Netanyahu unveils planned Kiryat Shmona-Eilat rail line, says it could link to Saudi too

Illustrative: A train at a station in Tel Aviv on December 29, 2021. (Yossi Aloni/Flash90)
Illustrative: A train at a station in Tel Aviv on December 29, 2021. (Yossi Aloni/Flash90)

Prime Minister Benjamin Netanyahu announces an NIS 100 billion plan to link the northern city of Kiryat Shmona to the Red Sea resort of Eilat in the far south by rail, at the start of his weekly cabinet meeting.

“My vision is for every Israeli citizen to be able to travel to or from the center from anywhere in the country in less than two hours,” he says. “In most cases under an hour, and even less than that.”

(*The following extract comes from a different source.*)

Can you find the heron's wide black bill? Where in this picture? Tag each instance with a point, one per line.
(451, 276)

Aside from swiftly moving people the approximately 400-kilometer (250-mile) distance, the line will allow the moving of goods from the Eilat port to terminals on the Mediterranean, the premier says.

“And it will be able to link Israel to Saudi Arabia and the Arabian Peninsula, we’re working on that too,” Netanyahu crows, reviving Hejazi-line dreams.

It’s unclear where the financing for the project will come from. According to the Ynet news site, the Transportation Ministry has agreed to fund NIS 200 million over the next two years for planning the line, which is reportedly expected to include a bullet-train segment through the Negev desert.

The cabinet is widely expected to approve the project nonetheless.

The announcement comes almost exactly a decade after a Netanyahu-led cabinet approved a train line linking the center of the country to Eilat, which had been the latest in a series of such decisions that had all gotten derailed once it became time to actually build the thing.

At the time, the vaguely Chinese-funded project was pilloried as costly and environmentally harmful. It also failed to actually link the Eilat port with the one in Ashdod.